Weltweit machen Organisationen jeweils am 19. November besonders deutlich auf die Notwendigkeit von Toiletten aufmerksam, weil die Folgen fehlender Anlagen wegen Wasserverunreinigungen tödlich sein können.

Über 3000 Menschen sterben täglich, weil Fäkalien die Umgebung verseuchen und Krankheitserreger ins Trinkwasser gelangen, wie Helvetas am Montag mitteilte. Hinzu kommt die Sicherheitsproblematik für Frauen und Mädchen: «Wenn sie im Freien ihr Geschäft erledigen müssen, sind sie Belästigungen ausgesetzt. Und weil sich deshalb viele bis zum Einbruch der Dunkelheit zurückhalten, leiden sie vermehrt an Unterleibserkrankungen.»

Investitionen in WC lohnen sich

Deshalb fordert Helvetas vom Bundesrat jährlich zusätzliche 100 Millionen Franken für Wasser- und Sanitärversorgung. «Geld für die sanitäre Grundversorgung und für Trinkwasser ist nämlich sehr gut investiertes Geld.» Eine Studie der Direktion für Entwicklung und Zusammenarbeit (DEZA) und des Staatssekretariats für Wirtschaft (SECO) belege, dass jeder in diesem Bereich investierte Schweizer Franken einen drei- bis fünfmal so grossen sozialen und wirtschaftlichen Nutzen entfalte.

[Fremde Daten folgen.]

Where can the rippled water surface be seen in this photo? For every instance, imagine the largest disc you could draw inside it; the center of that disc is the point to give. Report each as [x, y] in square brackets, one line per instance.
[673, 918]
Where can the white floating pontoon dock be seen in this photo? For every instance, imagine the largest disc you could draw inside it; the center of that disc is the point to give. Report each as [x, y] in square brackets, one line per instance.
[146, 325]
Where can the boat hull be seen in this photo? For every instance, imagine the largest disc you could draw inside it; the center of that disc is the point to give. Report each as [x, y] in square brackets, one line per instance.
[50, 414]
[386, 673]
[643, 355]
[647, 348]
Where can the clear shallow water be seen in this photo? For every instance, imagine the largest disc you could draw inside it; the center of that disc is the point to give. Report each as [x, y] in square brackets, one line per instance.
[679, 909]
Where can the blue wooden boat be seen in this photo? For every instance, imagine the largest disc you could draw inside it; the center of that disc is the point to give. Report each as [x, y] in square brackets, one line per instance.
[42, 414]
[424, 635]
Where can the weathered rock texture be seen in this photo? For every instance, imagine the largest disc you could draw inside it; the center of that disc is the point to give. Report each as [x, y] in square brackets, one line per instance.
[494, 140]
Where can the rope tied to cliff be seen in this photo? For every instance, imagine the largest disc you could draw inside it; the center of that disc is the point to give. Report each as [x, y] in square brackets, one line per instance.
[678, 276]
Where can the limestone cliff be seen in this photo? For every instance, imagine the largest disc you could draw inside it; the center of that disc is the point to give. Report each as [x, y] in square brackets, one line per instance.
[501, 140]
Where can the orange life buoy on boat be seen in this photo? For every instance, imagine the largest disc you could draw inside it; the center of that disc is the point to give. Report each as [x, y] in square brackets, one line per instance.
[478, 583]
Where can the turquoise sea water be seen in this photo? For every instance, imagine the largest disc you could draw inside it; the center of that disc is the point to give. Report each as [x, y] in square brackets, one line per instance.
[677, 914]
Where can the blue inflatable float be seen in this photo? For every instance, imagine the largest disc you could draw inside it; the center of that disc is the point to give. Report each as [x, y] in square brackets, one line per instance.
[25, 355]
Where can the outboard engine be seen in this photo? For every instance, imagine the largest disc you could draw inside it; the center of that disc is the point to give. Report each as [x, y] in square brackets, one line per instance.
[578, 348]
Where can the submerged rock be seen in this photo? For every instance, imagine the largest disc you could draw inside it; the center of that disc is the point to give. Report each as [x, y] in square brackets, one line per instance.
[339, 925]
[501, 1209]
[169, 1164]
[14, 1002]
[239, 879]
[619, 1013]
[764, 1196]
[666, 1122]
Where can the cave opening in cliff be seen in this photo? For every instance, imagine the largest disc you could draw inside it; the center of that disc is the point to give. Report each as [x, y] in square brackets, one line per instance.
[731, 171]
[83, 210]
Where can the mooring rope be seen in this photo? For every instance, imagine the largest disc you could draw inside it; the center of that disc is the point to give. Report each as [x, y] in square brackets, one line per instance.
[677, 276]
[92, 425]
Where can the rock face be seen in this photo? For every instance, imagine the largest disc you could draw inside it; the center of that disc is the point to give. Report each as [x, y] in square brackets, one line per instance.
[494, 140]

Mit den Sperrbändern an öffentlichen Toiletten in Genf, Lausanne, Freiburg, Bern, Basel, Baden/Wettingen, Zürich und Umgebung, Frauenfeld und Chur will Helvetas zeigen, dass weltweit 2,6 Milliarden Menschen ohne Toiletten oder Latrinen leben. Das alles müsse nicht sein. Um allen Menschen Zugang zu Sanitäranlagen zu verschaffen, müssten über 20 Jahre hinweg jedes Jahr 17 Milliarden US-Dollar investiert werden. Dies entspreche den weltweiten Rüstungsausgaben in nur vier Tagen.

Der Welttoilettentag wurde erstmals 2001 von der Welttoilettenorganisation ausgerufen und wird von der UNO mitgetragen.

(sda)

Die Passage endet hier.